Tackling one of the largest computing challenges of this lifetime requires larger than life computing.
At CVPR this week, Andrej Karpathy, senior director of AI at Tesla, unveiled the in-house supercomputer the automaker is using to train deep neural networks for Autopilot and self-driving capabilities. The cluster uses 720 nodes of 8x NVIDIA A100 Tensor Core GPUs (5,760 GPUs total) to achieve an industry-leading 1.8 exaflops of performance.
“This is a really incredible supercomputer,” Karpathy said. “I actually believe that in terms of flops, this is roughly the No. 5 supercomputer in the world.”
With unprecedented levels of compute for the automotive industry at the center of its development cycle, Tesla is making it possible for autonomous vehicle engineers to do their life’s work efficiently and at the cutting edge.
NVIDIA A100 GPUs deliver acceleration at every scale to power the world’s highest-performing data centers. Powered by the NVIDIA Ampere Architecture, the A100 GPU provides up to 20x higher performance over the prior generation and can be partitioned into seven GPU instances to dynamically adjust to shifting demands.
The GPU cluster is part of Tesla’s vertically integrated autonomous driving approach, which uses more than 1 million cars already driving on the road to refine and build new features for continuous improvement.
From the Car to the Data Center
Tesla’s cyclical development begins in the car. A deep neural network running in “shadow mode” quietly perceives and makes predictions while the car is driving without actually controlling the vehicle.
These predictions are recorded, and any mistakes or misidentifications are logged. Tesla engineers then use these instances to create a training dataset of difficult and diverse scenarios to refine the DNN.
The result is a collection of roughly 1 million 10-second clips recorded at 36 frames per second, totaling a whopping 1.5 petabytes of data. The DNN is then run through these scenarios in the data center over and over until it operates without a mistake. Finally, it’s sent back to the vehicle and begins the process again.

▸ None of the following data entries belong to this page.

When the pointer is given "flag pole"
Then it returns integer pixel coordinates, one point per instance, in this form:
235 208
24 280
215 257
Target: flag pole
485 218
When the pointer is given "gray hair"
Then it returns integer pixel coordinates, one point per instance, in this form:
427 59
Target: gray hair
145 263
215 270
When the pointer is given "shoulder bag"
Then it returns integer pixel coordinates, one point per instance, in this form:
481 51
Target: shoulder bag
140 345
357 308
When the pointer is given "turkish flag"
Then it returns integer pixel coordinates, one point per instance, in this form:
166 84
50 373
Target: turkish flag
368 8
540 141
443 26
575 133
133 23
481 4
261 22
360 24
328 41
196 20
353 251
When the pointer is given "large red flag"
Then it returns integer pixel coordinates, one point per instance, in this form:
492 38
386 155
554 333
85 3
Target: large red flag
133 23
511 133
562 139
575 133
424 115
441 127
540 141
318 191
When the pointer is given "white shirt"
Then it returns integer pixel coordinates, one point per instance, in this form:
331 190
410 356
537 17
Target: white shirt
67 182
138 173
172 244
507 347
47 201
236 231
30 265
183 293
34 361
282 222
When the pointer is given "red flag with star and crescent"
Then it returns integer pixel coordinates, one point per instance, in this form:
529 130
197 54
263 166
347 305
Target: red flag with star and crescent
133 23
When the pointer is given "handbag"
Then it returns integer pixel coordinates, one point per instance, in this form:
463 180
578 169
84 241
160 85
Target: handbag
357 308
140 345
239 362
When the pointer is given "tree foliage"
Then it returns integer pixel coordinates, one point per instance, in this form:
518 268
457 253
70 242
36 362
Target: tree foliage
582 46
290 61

Karpathy said training a DNN in this manner and on such a large amount of data requires “a huge amount of compute,” which led Tesla to build and deploy the current generation supercomputer with high-performance A100 GPUs.
Continuous Iteration
In addition to comprehensive training, Tesla’s supercomputer gives autonomous vehicle engineers the performance needed to experiment and iterate in the development process.
Karpathy said the current DNN structure the automaker is deploying allows a team of 20 engineers to work on a single network at once, isolating different features for parallel development.
These DNNs can then be run through training datasets at speeds faster than what has been previously possible for rapid iteration.
“Computer vision is the bread and butter of what we do and enables Autopilot. For that to work, you need to train a massive neural network and experiment a lot,” Karpathy said. “That’s why we’ve invested a lot into the compute.”